By John S. Hausman September 24, 2013 at 7:11 PM, MLive.com, Muskegon
MUSKEGON, MI – Eric “Rick” VanDam of Muskegon wishes the driver who cost VanDam his leg and two of his friends would have looked him in the eye when they sat a few feet apart Tuesday in a Wisconsin courtroom packed with bikers and supporters.
But VanDam says he’s reasonably satisfied with a plea agreement that will put Clinton Lovelace behind bars for decades.
Clinton Lovelace MLive file photo Lovelace, 26, entered pleas Tuesday afternoon, Sept. 24, that convicted him of two counts of homicide by negligent use of a motor vehicle and three counts of reckless injury/endangering safety. The pleas were entered in Fond du Lac, Wisc.
Lovelace will be sentenced Feb. 6. Under a plea agreement, his maximum sentence could be more than 30 years, while the minimum will likely be capped at 20 years, although the judge will make the final sentencing decision.
Lovelace now stands convicted of plowing his car into a group of Muskegon-area motorcyclists May 31, 2012, near Fond du Lac. The crash killed two Muskegon residents and injured eight others.
Muskegon Motorcycle Gang riders Daniel Winsemius and Douglas Yonkers died in the crash. VanDam lost a leg and suffered other medical complications. He now uses a wheelchair.
Authorities say the riders were struck when a car driven by Lovelace crossed the center line and barreled head-on into the group of 12 motorcycles on U.S. 151. The riders had taken the Lake Express ferry from Muskegon to Milwaukee and were heading north to the Mackinac Bridge as part of their annual Bridge Run.
VanDam and six other Muskegonites traveled to Wisconsin for Lovelace’s Tuesday plea hearing.
They had plenty of company. “The courtroom was jampacked,” VanDam said in a telephone interview after the plea hearing. “All the ABATE guys and Harley guys were there. It was standing room only.” As with every court hearing for Lovelace, dozens of members of Wisconsin ABATE, a motorcycle rights and safety organization, filled the courtroom to show support for their Michigan comrades.

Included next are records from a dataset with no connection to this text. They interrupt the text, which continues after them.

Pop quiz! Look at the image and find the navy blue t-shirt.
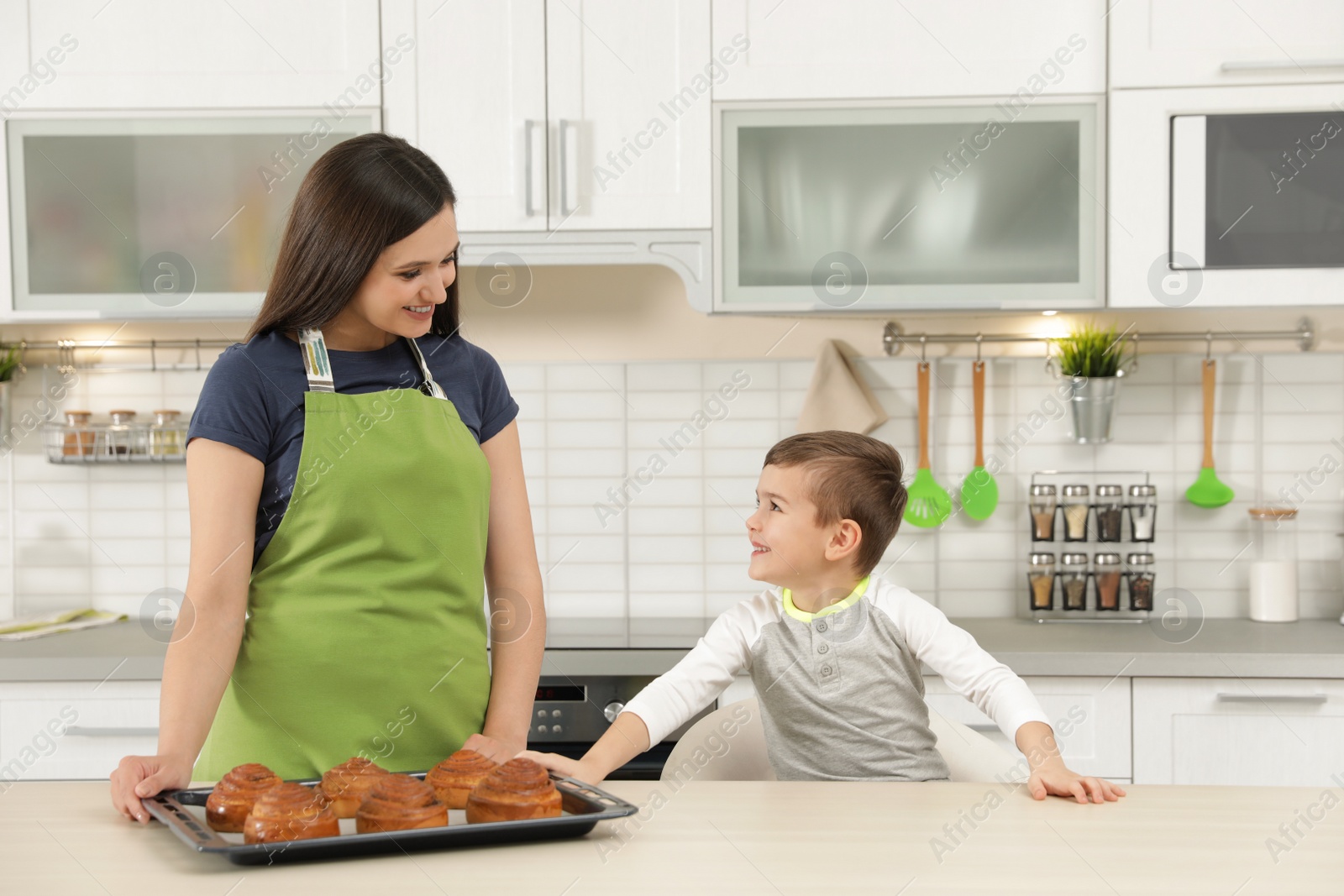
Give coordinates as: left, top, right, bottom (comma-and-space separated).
186, 332, 517, 564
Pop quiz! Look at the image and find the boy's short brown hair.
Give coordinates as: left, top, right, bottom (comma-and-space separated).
764, 430, 906, 575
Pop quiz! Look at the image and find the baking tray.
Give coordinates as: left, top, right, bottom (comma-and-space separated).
139, 771, 638, 865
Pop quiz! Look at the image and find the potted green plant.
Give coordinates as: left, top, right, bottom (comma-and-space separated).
0, 345, 23, 445
1055, 321, 1134, 445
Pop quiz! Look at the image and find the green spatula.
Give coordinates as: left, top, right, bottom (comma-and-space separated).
905, 361, 952, 529
961, 361, 999, 520
1185, 358, 1235, 508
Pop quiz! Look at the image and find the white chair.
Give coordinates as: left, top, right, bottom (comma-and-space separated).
661, 697, 1026, 782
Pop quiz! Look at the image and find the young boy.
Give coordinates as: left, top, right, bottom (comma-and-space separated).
522, 432, 1125, 804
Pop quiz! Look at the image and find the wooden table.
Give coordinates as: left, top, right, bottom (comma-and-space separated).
0, 782, 1344, 896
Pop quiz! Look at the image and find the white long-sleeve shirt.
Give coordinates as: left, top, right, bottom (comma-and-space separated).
625, 578, 1050, 780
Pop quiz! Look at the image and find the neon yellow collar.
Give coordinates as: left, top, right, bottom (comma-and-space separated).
780, 575, 872, 622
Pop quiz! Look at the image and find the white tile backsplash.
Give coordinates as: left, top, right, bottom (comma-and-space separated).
0, 354, 1344, 618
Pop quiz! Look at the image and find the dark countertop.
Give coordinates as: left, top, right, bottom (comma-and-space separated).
0, 618, 1344, 681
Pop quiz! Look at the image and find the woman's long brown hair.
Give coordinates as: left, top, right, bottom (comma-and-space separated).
247, 133, 459, 340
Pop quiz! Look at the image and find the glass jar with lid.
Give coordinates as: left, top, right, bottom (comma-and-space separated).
1063, 485, 1091, 542
103, 408, 148, 459
1093, 552, 1120, 610
1059, 553, 1087, 610
61, 411, 92, 457
1248, 506, 1297, 622
1094, 485, 1125, 542
1125, 552, 1153, 610
1026, 551, 1055, 610
150, 408, 183, 459
1026, 485, 1057, 542
1126, 485, 1158, 542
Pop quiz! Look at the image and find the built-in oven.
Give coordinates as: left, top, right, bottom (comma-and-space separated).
1107, 83, 1344, 307
527, 614, 721, 780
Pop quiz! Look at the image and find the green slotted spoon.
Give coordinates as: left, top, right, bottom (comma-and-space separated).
1185, 358, 1235, 508
905, 361, 952, 529
961, 361, 999, 520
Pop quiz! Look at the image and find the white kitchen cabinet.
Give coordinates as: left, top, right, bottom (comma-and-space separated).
0, 0, 391, 112
712, 0, 1106, 99
546, 0, 714, 230
383, 0, 712, 233
400, 0, 547, 231
1134, 679, 1344, 787
0, 681, 159, 778
925, 676, 1131, 782
1107, 0, 1344, 87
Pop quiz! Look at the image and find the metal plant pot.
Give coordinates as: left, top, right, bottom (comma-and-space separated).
1068, 376, 1121, 445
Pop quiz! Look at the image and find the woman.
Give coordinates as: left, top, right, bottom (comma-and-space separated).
112, 133, 546, 822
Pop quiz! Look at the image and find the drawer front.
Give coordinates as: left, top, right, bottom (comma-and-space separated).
925, 676, 1131, 780
1134, 679, 1344, 787
0, 697, 159, 790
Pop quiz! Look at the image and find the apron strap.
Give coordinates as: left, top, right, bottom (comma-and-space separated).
298, 329, 448, 401
406, 338, 448, 401
298, 329, 336, 392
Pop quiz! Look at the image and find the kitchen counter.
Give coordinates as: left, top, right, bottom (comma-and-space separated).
0, 780, 1344, 896
0, 618, 1344, 681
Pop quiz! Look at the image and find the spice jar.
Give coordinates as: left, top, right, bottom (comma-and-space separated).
102, 408, 145, 457
1250, 506, 1297, 622
1026, 485, 1055, 542
150, 410, 181, 458
1063, 485, 1091, 542
1095, 485, 1125, 542
1126, 485, 1158, 542
60, 411, 92, 457
1093, 553, 1120, 610
1126, 553, 1153, 610
1059, 553, 1087, 610
1026, 552, 1055, 610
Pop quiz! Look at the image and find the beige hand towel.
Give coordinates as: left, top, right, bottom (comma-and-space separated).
798, 340, 887, 434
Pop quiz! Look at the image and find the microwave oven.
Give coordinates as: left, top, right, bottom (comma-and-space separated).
1107, 83, 1344, 307
714, 94, 1106, 313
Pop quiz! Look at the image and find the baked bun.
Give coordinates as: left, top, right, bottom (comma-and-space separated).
354, 775, 448, 834
425, 750, 499, 809
244, 780, 340, 844
466, 757, 560, 824
318, 757, 388, 818
206, 762, 280, 834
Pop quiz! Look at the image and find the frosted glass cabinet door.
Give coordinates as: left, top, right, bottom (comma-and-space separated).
7, 112, 374, 318
721, 102, 1104, 311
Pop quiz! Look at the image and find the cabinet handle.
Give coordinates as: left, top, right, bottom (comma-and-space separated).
1218, 693, 1331, 703
559, 118, 570, 217
522, 118, 536, 217
1221, 59, 1344, 71
66, 726, 159, 737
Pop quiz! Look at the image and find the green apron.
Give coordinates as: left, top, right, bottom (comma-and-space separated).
192, 331, 491, 780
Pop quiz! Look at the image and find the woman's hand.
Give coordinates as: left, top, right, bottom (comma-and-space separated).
1026, 762, 1125, 806
462, 735, 527, 764
110, 757, 192, 825
519, 750, 605, 784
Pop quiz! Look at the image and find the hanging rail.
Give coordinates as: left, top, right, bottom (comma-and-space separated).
882, 317, 1315, 354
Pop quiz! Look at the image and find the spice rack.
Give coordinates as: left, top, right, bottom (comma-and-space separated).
43, 421, 186, 464
1021, 470, 1161, 623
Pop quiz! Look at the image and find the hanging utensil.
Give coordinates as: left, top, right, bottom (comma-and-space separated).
1185, 358, 1235, 508
905, 361, 952, 529
961, 359, 999, 520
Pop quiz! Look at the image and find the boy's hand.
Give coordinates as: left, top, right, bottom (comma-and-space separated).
1026, 762, 1125, 806
519, 750, 606, 784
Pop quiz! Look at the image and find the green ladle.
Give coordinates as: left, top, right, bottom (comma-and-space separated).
961, 361, 999, 520
905, 361, 952, 529
1185, 358, 1235, 508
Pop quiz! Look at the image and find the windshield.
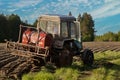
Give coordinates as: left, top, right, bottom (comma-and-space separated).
61, 22, 68, 37
40, 21, 59, 34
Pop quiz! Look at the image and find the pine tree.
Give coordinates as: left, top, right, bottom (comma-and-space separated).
80, 13, 95, 41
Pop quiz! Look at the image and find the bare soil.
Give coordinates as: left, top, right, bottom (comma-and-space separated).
0, 42, 120, 80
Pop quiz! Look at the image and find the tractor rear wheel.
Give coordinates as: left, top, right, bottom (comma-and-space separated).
81, 49, 94, 66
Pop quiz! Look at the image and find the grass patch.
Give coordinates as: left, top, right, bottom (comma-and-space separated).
22, 51, 120, 80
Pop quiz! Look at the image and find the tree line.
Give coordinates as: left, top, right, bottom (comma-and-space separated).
0, 12, 95, 42
0, 14, 33, 42
95, 31, 120, 42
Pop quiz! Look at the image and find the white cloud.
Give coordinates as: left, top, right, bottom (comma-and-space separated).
12, 0, 42, 8
105, 0, 113, 3
90, 0, 120, 19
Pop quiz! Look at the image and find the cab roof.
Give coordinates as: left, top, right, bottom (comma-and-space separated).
39, 14, 76, 21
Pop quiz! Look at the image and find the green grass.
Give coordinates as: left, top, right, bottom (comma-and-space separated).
22, 51, 120, 80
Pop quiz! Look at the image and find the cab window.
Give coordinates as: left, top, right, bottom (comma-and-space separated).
61, 22, 68, 37
70, 23, 76, 38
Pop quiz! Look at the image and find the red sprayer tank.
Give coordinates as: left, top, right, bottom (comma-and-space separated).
22, 28, 53, 48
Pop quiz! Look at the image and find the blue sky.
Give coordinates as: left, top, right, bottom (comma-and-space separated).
0, 0, 120, 35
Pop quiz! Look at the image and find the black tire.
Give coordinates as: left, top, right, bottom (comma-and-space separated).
82, 49, 94, 66
33, 56, 45, 66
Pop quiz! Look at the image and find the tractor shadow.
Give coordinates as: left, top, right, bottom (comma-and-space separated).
71, 57, 120, 80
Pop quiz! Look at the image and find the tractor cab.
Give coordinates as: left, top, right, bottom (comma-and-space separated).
37, 15, 81, 42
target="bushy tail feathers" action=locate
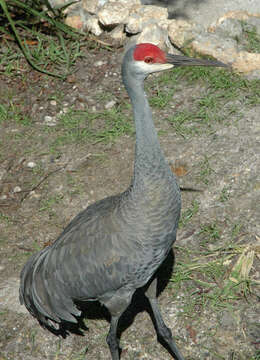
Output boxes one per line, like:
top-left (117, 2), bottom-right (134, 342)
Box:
top-left (19, 247), bottom-right (81, 330)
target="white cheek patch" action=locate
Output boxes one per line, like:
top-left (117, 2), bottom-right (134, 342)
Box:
top-left (136, 61), bottom-right (173, 73)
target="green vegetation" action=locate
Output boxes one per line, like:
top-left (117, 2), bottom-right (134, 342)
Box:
top-left (0, 0), bottom-right (86, 79)
top-left (171, 243), bottom-right (254, 318)
top-left (179, 200), bottom-right (199, 228)
top-left (0, 101), bottom-right (32, 126)
top-left (49, 107), bottom-right (134, 149)
top-left (147, 66), bottom-right (260, 138)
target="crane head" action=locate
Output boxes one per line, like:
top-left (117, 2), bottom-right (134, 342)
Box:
top-left (133, 43), bottom-right (228, 74)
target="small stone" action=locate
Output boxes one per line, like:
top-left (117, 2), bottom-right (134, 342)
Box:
top-left (44, 115), bottom-right (56, 126)
top-left (97, 2), bottom-right (129, 26)
top-left (105, 100), bottom-right (116, 110)
top-left (27, 161), bottom-right (36, 169)
top-left (94, 60), bottom-right (106, 66)
top-left (13, 186), bottom-right (22, 193)
top-left (85, 16), bottom-right (103, 36)
top-left (65, 15), bottom-right (83, 30)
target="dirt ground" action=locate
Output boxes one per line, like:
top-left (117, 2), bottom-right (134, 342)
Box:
top-left (0, 43), bottom-right (260, 360)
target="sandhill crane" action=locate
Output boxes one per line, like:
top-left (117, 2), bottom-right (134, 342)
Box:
top-left (20, 43), bottom-right (225, 360)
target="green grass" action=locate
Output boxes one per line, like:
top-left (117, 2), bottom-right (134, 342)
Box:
top-left (198, 222), bottom-right (221, 246)
top-left (0, 0), bottom-right (86, 79)
top-left (170, 242), bottom-right (252, 319)
top-left (49, 107), bottom-right (134, 149)
top-left (146, 67), bottom-right (260, 138)
top-left (0, 101), bottom-right (32, 126)
top-left (179, 200), bottom-right (199, 228)
top-left (39, 194), bottom-right (64, 217)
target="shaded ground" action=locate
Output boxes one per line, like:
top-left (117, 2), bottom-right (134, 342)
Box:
top-left (0, 43), bottom-right (260, 360)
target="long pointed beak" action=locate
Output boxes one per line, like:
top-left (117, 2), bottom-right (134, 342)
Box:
top-left (166, 54), bottom-right (230, 67)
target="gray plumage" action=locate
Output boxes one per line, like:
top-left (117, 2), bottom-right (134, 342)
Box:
top-left (20, 44), bottom-right (228, 360)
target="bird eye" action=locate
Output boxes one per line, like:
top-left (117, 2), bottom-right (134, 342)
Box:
top-left (144, 56), bottom-right (153, 64)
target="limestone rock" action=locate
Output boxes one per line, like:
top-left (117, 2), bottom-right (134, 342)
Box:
top-left (232, 51), bottom-right (260, 73)
top-left (97, 1), bottom-right (129, 26)
top-left (208, 10), bottom-right (260, 32)
top-left (82, 0), bottom-right (102, 14)
top-left (132, 24), bottom-right (168, 49)
top-left (168, 19), bottom-right (195, 48)
top-left (215, 18), bottom-right (243, 38)
top-left (65, 15), bottom-right (83, 30)
top-left (126, 5), bottom-right (168, 34)
top-left (86, 16), bottom-right (103, 36)
top-left (190, 33), bottom-right (237, 63)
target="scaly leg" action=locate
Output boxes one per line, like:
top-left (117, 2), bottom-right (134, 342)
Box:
top-left (145, 278), bottom-right (185, 360)
top-left (107, 314), bottom-right (121, 360)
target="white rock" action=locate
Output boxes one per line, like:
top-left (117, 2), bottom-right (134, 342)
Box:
top-left (94, 60), bottom-right (106, 66)
top-left (85, 16), bottom-right (103, 36)
top-left (97, 2), bottom-right (129, 26)
top-left (13, 186), bottom-right (22, 193)
top-left (82, 0), bottom-right (101, 14)
top-left (105, 100), bottom-right (116, 110)
top-left (132, 24), bottom-right (168, 49)
top-left (44, 115), bottom-right (56, 126)
top-left (168, 19), bottom-right (194, 48)
top-left (27, 161), bottom-right (36, 169)
top-left (126, 5), bottom-right (168, 34)
top-left (109, 24), bottom-right (126, 42)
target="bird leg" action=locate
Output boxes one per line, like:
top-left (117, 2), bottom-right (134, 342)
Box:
top-left (107, 316), bottom-right (120, 360)
top-left (100, 289), bottom-right (133, 360)
top-left (145, 278), bottom-right (185, 360)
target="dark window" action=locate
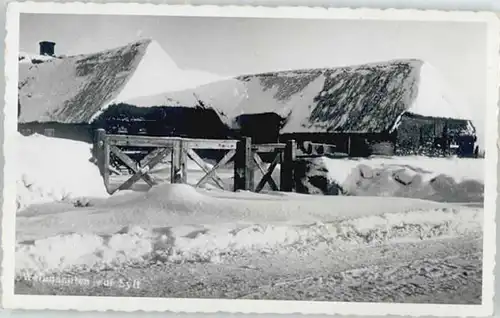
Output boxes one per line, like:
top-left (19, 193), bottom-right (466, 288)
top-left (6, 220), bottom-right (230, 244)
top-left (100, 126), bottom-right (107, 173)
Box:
top-left (43, 128), bottom-right (54, 137)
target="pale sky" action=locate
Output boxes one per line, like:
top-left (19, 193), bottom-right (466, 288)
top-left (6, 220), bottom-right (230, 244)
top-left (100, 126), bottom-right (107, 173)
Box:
top-left (20, 14), bottom-right (486, 139)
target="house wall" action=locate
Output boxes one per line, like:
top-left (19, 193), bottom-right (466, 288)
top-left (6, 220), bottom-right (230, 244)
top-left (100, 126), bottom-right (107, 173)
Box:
top-left (95, 104), bottom-right (230, 139)
top-left (280, 133), bottom-right (395, 157)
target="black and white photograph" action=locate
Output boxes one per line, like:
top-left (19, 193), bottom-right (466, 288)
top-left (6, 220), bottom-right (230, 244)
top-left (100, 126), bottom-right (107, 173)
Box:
top-left (3, 3), bottom-right (500, 315)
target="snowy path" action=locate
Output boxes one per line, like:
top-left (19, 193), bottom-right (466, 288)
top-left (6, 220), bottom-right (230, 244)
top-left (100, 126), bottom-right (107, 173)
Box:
top-left (16, 235), bottom-right (482, 304)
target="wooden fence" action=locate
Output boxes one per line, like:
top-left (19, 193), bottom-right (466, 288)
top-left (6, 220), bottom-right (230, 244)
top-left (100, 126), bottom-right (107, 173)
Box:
top-left (94, 129), bottom-right (297, 194)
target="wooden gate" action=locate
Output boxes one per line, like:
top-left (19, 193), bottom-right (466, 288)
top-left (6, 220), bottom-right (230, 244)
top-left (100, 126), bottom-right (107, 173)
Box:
top-left (234, 138), bottom-right (297, 192)
top-left (94, 129), bottom-right (241, 194)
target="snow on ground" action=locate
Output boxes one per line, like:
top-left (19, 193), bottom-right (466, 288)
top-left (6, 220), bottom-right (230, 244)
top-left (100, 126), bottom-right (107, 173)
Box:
top-left (16, 134), bottom-right (108, 210)
top-left (16, 184), bottom-right (482, 274)
top-left (323, 156), bottom-right (485, 185)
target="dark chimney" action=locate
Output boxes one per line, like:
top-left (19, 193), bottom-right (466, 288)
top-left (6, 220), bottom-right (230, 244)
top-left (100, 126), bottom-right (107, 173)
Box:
top-left (40, 41), bottom-right (56, 56)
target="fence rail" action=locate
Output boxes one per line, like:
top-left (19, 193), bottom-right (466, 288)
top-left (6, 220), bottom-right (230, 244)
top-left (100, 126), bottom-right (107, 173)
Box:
top-left (94, 129), bottom-right (331, 194)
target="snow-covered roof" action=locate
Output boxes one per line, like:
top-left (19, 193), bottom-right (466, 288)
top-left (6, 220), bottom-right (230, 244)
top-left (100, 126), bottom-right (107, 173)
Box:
top-left (19, 39), bottom-right (220, 123)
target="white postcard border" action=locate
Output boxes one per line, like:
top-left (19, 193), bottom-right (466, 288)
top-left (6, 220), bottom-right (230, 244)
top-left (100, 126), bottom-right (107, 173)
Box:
top-left (2, 2), bottom-right (500, 316)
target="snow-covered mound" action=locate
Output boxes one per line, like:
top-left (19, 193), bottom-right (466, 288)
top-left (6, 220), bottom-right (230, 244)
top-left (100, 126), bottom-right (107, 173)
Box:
top-left (322, 156), bottom-right (485, 202)
top-left (19, 40), bottom-right (221, 123)
top-left (16, 134), bottom-right (108, 210)
top-left (16, 184), bottom-right (482, 274)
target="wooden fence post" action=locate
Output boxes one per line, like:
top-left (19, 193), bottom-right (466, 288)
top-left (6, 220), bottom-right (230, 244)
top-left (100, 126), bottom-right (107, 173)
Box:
top-left (234, 137), bottom-right (254, 191)
top-left (280, 140), bottom-right (297, 192)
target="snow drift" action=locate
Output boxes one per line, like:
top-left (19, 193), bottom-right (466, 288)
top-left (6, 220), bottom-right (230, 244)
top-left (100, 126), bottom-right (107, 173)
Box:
top-left (19, 39), bottom-right (221, 123)
top-left (16, 184), bottom-right (482, 275)
top-left (16, 134), bottom-right (108, 210)
top-left (321, 156), bottom-right (485, 202)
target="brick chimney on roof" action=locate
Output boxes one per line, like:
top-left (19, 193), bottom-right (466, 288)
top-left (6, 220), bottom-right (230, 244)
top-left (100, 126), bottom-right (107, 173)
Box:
top-left (40, 41), bottom-right (56, 56)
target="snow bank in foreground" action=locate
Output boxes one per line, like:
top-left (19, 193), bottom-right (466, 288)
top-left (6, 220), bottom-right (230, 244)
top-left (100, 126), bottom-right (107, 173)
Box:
top-left (16, 185), bottom-right (483, 274)
top-left (16, 208), bottom-right (482, 274)
top-left (16, 134), bottom-right (108, 210)
top-left (324, 156), bottom-right (486, 184)
top-left (320, 157), bottom-right (485, 202)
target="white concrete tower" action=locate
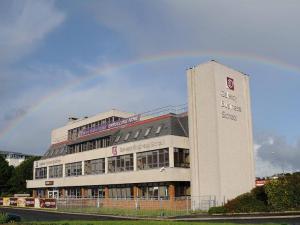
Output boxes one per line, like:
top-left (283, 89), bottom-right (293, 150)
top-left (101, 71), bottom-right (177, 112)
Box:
top-left (187, 61), bottom-right (255, 209)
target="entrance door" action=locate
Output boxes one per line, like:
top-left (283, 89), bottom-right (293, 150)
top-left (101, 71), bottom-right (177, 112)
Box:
top-left (48, 190), bottom-right (59, 198)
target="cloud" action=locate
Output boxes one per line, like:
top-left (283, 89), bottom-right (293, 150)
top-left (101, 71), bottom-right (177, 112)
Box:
top-left (254, 135), bottom-right (300, 176)
top-left (0, 0), bottom-right (65, 65)
top-left (89, 0), bottom-right (300, 65)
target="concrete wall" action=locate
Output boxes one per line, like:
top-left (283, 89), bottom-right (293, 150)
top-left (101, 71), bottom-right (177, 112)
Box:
top-left (187, 61), bottom-right (255, 205)
top-left (51, 110), bottom-right (134, 144)
top-left (27, 135), bottom-right (190, 188)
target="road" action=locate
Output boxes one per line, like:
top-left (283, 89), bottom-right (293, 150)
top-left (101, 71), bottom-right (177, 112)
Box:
top-left (0, 207), bottom-right (125, 221)
top-left (0, 207), bottom-right (300, 225)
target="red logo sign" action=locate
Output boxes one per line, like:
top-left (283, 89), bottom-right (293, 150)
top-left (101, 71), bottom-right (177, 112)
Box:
top-left (111, 146), bottom-right (118, 156)
top-left (227, 77), bottom-right (234, 91)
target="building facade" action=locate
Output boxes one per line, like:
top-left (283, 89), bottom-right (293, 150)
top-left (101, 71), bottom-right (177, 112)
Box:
top-left (0, 151), bottom-right (32, 167)
top-left (27, 61), bottom-right (255, 209)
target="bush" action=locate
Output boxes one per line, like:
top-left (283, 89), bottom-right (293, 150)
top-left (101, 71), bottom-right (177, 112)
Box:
top-left (0, 213), bottom-right (8, 224)
top-left (265, 172), bottom-right (300, 211)
top-left (208, 206), bottom-right (227, 214)
top-left (224, 191), bottom-right (268, 213)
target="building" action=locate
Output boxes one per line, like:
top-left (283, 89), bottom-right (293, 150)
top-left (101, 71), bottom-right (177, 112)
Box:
top-left (0, 151), bottom-right (32, 167)
top-left (27, 61), bottom-right (255, 209)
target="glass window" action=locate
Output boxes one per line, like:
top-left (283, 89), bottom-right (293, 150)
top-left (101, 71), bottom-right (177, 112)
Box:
top-left (134, 130), bottom-right (141, 139)
top-left (84, 158), bottom-right (105, 175)
top-left (155, 125), bottom-right (162, 134)
top-left (108, 185), bottom-right (133, 198)
top-left (136, 148), bottom-right (169, 170)
top-left (124, 132), bottom-right (131, 141)
top-left (138, 183), bottom-right (168, 199)
top-left (115, 135), bottom-right (121, 142)
top-left (144, 127), bottom-right (152, 137)
top-left (108, 154), bottom-right (133, 173)
top-left (49, 165), bottom-right (63, 178)
top-left (35, 167), bottom-right (47, 179)
top-left (65, 162), bottom-right (82, 177)
top-left (66, 188), bottom-right (81, 198)
top-left (174, 148), bottom-right (190, 168)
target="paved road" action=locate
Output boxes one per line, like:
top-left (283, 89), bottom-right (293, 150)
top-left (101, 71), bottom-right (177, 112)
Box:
top-left (0, 207), bottom-right (125, 221)
top-left (0, 207), bottom-right (300, 225)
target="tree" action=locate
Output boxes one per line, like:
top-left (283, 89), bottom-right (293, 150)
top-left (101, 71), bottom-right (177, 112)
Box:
top-left (0, 156), bottom-right (14, 196)
top-left (8, 156), bottom-right (40, 194)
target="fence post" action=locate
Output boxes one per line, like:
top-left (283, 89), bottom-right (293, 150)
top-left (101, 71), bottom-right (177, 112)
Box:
top-left (185, 196), bottom-right (189, 214)
top-left (158, 197), bottom-right (163, 216)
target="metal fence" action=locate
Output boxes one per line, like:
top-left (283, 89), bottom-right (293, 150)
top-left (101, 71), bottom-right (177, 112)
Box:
top-left (57, 196), bottom-right (216, 216)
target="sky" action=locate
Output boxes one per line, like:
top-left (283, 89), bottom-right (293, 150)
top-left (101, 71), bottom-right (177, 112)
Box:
top-left (0, 0), bottom-right (300, 176)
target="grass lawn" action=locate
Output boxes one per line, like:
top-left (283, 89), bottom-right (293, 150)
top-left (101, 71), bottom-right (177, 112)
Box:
top-left (5, 220), bottom-right (280, 225)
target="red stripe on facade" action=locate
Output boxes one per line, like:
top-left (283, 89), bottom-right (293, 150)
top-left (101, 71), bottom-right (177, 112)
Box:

VanDam said he’s all right with the plea agreement, although it included the dismissal of several counts.
VanDam sat in the front row of the courtroom directly behind the prosecutor. He estimates he was about 12 feet from Lovelace.
“He was in the room already when we went in there,” VanDam said. “I wanted the guy to look at me. I wanted to make eye contact with him.
“It was a little different being that close to him. … It was just kind of surreal seeing the kid. I just wanted to see him kind of put it on a personal level.”
VanDam said he and other victims and family members met with the prosecutor afterward. He and others plan to speak at Lovelace’s sentencing, something the prosecutor encouraged.
Lovelace entered no-contest pleas to the vehicular homicide counts. No-contest pleas aren’t an admission of guilt, but result in conviction and are treated like guilty pleas at sentencing. They’re allowed under several circumstances, including when civil lawsuits are possible and when, as in Lovelace’s case, the defendant claims not to remember the crime.
He entered what are called “Alford pleas” to the three reckless endangerment counts. Those are guilty pleas where the defendant does not admit the act and asserts innocence but admits that enough evidence exists that a prosecutor likely could convince a jury to convict.
Lovelace originally was charged with two counts of homicide by intoxicated use of a vehicle, three counts of injury by intoxicated use of a vehicle, five counts of second-degree recklessly endangering safety, two counts of bail jumping and one count of possession of a controlled substance.
Blood drawn more than three hours after the crash showed the presence of the narcotic painkiller Oxycodone in Lovelace’s system, and syringes and narcotics were found in Lovelace’s pockets at the hospital where he was treated afterward.
But difficulties in determining how much of the drug was in Lovelace’s system at the time of the crash presented potential problems for the prosecution at trial, contributing to the plea agreement.
VanDam isn’t disappointed with the way things turned out, and he noted that the judge could still impose a longer sentence.
“I’m glad we came,” he said. “And, you know, even if it is 20 years, that doesn’t bring anybody back, but it’s a long time for a kid his age.”